WASHINGTON — Changing course, Senate Democrats emerged from a meeting with Senate appointee Roland Burris today and set forth the legal steps under which they’re willing to welcome him into the Senate in President-elect Barack Obama’s vacated spot.

Praising the former state attorney general, Senate Majority Leader Harry Reid said the Senate is awaiting a court ruling in a case that tests whether the signature of the Illinois secretary of state is needed for Burris to take the seat. He suggested that would be a step toward seating Burris.

“We don’t have a problem with him as an individual,” Reid said at a news conference in which he dramatically softened his party’s opposition to seating any appointee of embattled Gov. Rod Blagojevich. Federal prosecutors arrested the governor last month and accused him of trying to sell Obama’s Senate seat.

Democratic Sen.
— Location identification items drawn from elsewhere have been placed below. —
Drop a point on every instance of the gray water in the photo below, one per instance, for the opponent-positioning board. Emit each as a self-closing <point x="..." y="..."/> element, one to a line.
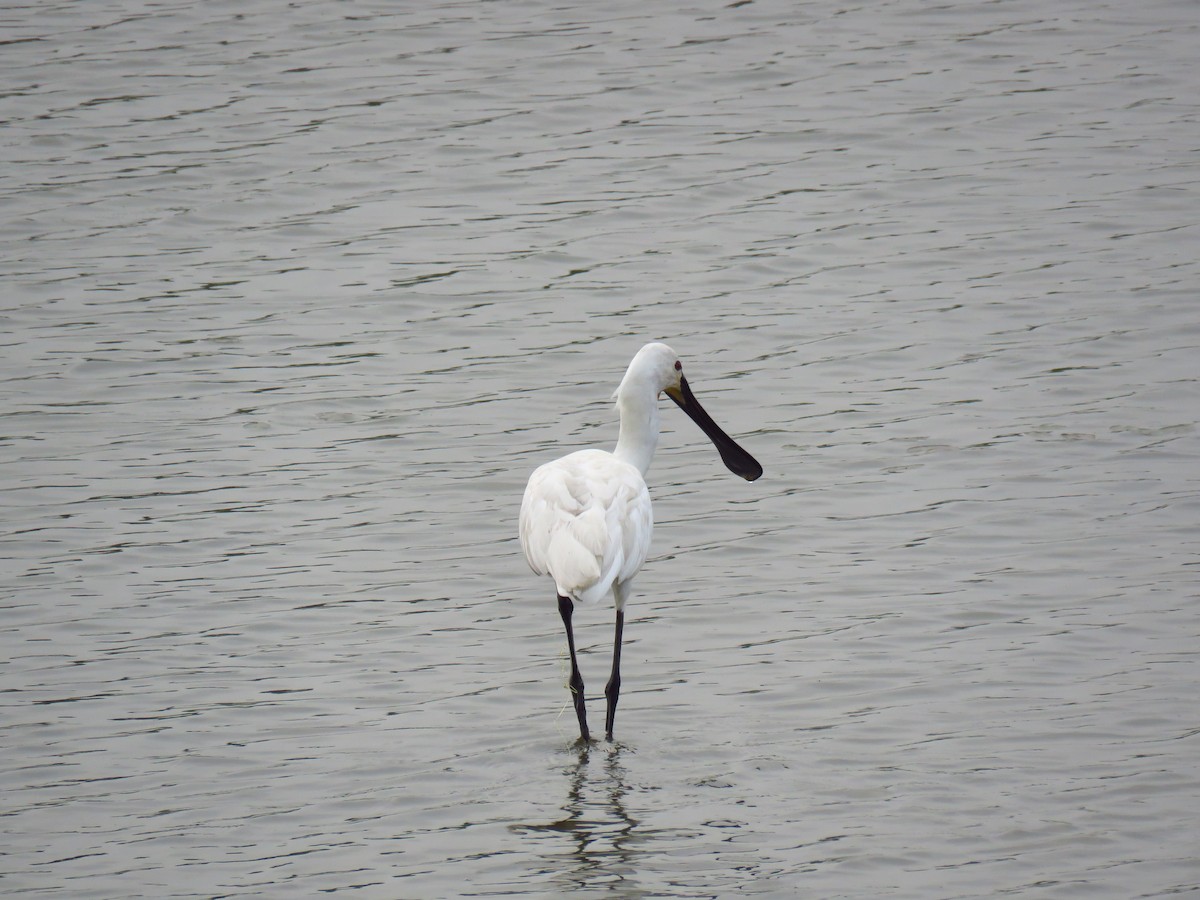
<point x="297" y="297"/>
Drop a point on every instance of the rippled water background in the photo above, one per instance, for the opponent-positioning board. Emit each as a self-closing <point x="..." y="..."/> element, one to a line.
<point x="297" y="295"/>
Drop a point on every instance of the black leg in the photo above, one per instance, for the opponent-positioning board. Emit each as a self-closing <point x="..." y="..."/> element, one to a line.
<point x="612" y="690"/>
<point x="565" y="607"/>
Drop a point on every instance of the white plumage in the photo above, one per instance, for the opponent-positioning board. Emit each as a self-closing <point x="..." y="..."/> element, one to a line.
<point x="586" y="519"/>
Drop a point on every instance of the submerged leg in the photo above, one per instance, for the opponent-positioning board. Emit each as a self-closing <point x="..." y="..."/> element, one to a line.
<point x="565" y="607"/>
<point x="612" y="690"/>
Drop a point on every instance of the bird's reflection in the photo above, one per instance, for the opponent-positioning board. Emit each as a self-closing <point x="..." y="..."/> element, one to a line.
<point x="599" y="835"/>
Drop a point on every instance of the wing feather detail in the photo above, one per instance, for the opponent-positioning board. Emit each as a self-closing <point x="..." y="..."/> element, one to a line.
<point x="586" y="521"/>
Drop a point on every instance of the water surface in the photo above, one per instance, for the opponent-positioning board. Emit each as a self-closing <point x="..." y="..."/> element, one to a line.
<point x="297" y="298"/>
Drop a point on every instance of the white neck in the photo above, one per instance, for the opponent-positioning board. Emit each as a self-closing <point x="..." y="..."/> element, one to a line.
<point x="639" y="405"/>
Dick Durbin of Illinois, who also met with Burris, said he hoped the legal matters would be resolved “so we can fill all the vacancies and have a full complement of the Senate.”

Like Reid, Obama has opposed the seating of any Blagojevich appointee. But shortly before the Reid-Durbin news conference, Obama told reporters Burris’ case “is a Senate matter.”

“But I know Roland Burris,” Obama added. “He’s from my home state. I think he’s a fine public servant.”

The pleasantries were a far cry from the he-can’t-be-seated rhetoric that came from the Senate Democratic caucus a week ago when the governor shocked the party and nominated Burris, who would be the Senate’s only black member now that Obama has departed.

The softening comes after black lawmakers lobbied for his seating and the chairwoman of the Senate Rules Committee said he should be allowed to join the Senate. Another political element in the equation: Obama is trying to focus Congress on his nearly trillion-dollar economic recover plan and may not welcome the distraction of a Burris showdown.

Neither Durbin nor Reid guaranteed Burris would be seated but the majority leader said there almost certainly would be a full Senate vote on it.